Excellent credit score means you can qualify for funding at lower interest rate and better terms. A credit score is an important measure of a business’ financial health. It indicates your constancy to small business lenders. If you have a bad credit, you will certainly hear a big No from your lender. Therefore it is important to take some serious steps to improve your credit score. According to a recent survey, 25% of millennials in US don’t know what a credit score is. Therefore it is important to first look at credit score.
In US, almost every lender use the FICO scoring system to determine the borrower’s credibility. FICO collected data from all three credit bureaus, Experian, Equifax, and TransUnion. These credit bureaus collects internal financial data, and also have their own scoring system called, VantageScore.
Not getting approved for a business loan? Take a look at your credit report. Possibly your credit score might be the reason of your loan rejection. If you have low or bad credit score, try to improve it before applying for funding. Here are some tips that will help you to improve your credit score step-by-step.
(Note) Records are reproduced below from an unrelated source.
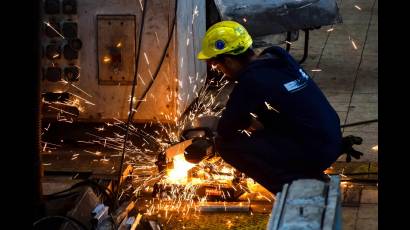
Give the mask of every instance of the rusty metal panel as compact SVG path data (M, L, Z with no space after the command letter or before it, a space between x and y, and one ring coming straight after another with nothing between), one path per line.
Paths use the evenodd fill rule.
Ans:
M137 108L134 121L139 123L156 120L174 122L179 116L178 110L184 110L194 99L194 84L198 83L195 91L201 87L200 81L206 77L206 68L205 63L195 60L195 57L199 50L199 41L205 33L205 7L202 7L205 2L202 0L178 1L179 10L173 38L155 81L153 75L160 64L162 52L173 26L175 0L148 0L146 6L142 5L143 2L135 0L78 1L77 15L70 17L78 22L78 37L83 41L83 46L79 51L78 60L71 62L78 65L81 77L72 84L43 81L42 88L52 92L69 92L73 96L72 100L75 100L80 109L79 121L103 122L113 118L126 120L131 94L130 83L135 71L138 74L134 100L141 103ZM187 8L188 4L189 8ZM198 5L198 13L193 20L192 15L195 13L196 5ZM183 8L185 10L182 12ZM135 51L138 50L138 47L135 46L138 45L142 10L146 10L146 18L142 31L138 70L136 70L137 54ZM108 25L101 28L101 23L106 21L102 20L101 16L112 17L115 15L133 17L135 28L123 31L114 31L112 28L115 26L108 27ZM126 21L128 25L131 18ZM184 27L183 31L181 31L182 27ZM181 33L184 31L187 34ZM129 46L132 47L126 49L126 54L121 53L121 61L124 61L123 68L127 68L127 70L123 69L117 72L117 75L105 74L114 73L114 69L108 67L105 70L102 69L105 68L101 65L104 60L103 51L107 48L101 44L113 43L113 45L117 45L116 41L108 39L112 39L111 37L114 35L118 37L121 33L128 35ZM189 37L188 45L187 37ZM54 40L60 41L62 38L56 37ZM122 51L125 52L125 50ZM128 55L127 58L124 55ZM182 56L184 57L183 64L181 63ZM59 61L56 59L54 64L58 66ZM46 64L51 65L51 63ZM182 71L181 66L187 70ZM124 72L128 74L121 76L120 73ZM189 76L191 76L191 81ZM194 80L197 81L194 83ZM181 97L182 91L186 93L184 97ZM145 94L145 92L147 93ZM189 98L187 99L188 94ZM178 107L178 96L180 96L180 102L183 106Z
M242 23L252 37L342 22L336 0L214 0L223 20Z
M97 15L98 83L132 84L135 74L135 15Z

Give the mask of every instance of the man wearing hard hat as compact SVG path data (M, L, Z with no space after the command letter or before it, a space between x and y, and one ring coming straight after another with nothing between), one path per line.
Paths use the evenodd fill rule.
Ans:
M326 180L342 153L359 158L345 151L336 111L303 68L280 47L256 55L251 46L242 25L222 21L198 54L236 82L218 123L221 157L273 193L295 179Z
- Check out Your Credit Reports
You first need to pull a copy of your credit report and check it to see if there is any error or wrong information on it. According to Federal Trade Commission, 1/5 consumers have some mistakes on their credit reports. If you have any mistakes on your credit report, ask the credit agency to fix it because problems on credit report will reflect on your credit score. Under The Fair Credit Reporting Act (FCRA), you can get all thee copies of your credit report for free. Check is all your personal information is accurate on the report? Is there any inaccurate listing of late payment that you made on time?
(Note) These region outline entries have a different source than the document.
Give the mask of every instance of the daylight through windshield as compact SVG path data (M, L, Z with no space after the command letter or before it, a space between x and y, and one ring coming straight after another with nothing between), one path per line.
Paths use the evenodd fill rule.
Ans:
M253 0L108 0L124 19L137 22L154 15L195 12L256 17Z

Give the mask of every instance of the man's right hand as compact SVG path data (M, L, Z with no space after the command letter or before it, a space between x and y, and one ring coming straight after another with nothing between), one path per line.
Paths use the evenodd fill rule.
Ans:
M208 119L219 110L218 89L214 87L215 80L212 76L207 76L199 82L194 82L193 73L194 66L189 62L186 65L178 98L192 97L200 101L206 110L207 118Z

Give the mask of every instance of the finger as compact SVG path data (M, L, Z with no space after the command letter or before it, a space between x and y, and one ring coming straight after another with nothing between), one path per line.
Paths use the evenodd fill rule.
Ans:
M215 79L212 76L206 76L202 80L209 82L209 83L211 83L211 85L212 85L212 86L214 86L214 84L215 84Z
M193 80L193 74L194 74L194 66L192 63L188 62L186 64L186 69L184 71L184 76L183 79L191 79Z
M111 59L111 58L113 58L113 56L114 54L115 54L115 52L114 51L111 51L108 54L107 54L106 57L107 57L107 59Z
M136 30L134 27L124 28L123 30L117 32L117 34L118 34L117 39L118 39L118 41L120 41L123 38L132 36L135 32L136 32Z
The credit score criteria range from 300 to 850. With 750 and above being considered as excellent credit score and below 600 are considered bad credit score.
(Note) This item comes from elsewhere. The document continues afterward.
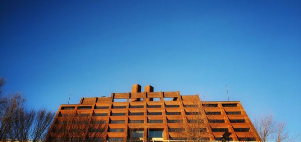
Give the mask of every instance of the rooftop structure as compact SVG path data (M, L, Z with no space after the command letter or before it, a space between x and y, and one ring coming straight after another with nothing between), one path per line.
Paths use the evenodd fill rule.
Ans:
M141 92L137 84L130 92L61 104L49 136L56 140L71 136L62 134L67 131L75 132L72 138L92 141L220 140L226 132L231 132L230 140L260 140L239 101L203 102L198 95L181 96L179 91L154 92L150 86Z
- Make Strategy to Improve Credit Score
After fixing information on your credit report, you need to make strategy to improve your credit score. The first step toward improving your credit score is to minimize your credit card balances. The second most important step is to start paying down your debts. Don’t apply for a new credit card or open a new credit account because it will adverse your credit score.
- Fix Your Late Payments
You need to fix your late payments by setting reminders for payment dates. Get organized with your financials. Ask your lender if they can exonerate that late payment. If you have a long track record of making payments on time, lenders will usually exonerate that late payment. Delinquent payments can remain on your credit report for up to seven years. The late payment condition will usually happen when you passed the due date for almost a month.
- Apply For Credit When You Actually Need It
Don’t make too many funding requests in a short period of time. By doing so, you are risking you credit score because these loan requests are saved on your credit report. It will also deliver a negative impression towards your lender. That is why it is advised to only apply for funding when you actually need it.
- Take the Ownership of Your Credit Profile
It is important to have an active credit account as it will help you in improving your credit score. Having an active credit account delivers a positive impression to your lender indicating that you have good credit commitments. This doesn’t mean to take on multiple credit cards and loans, what it means is to start slow on a small level and take the ownership of your credit profile.
- Get a Bad Credit Business Loan
The final step that you need to take to improve your credit score is to get a bad credit business loan. These loans are especially made to help small business owners experiencing bad credit problems. Bad credit business loans not only help businesses to fund the in growth of their business, but it will also help them to improve their credit score by repaying the loan in a timely manner.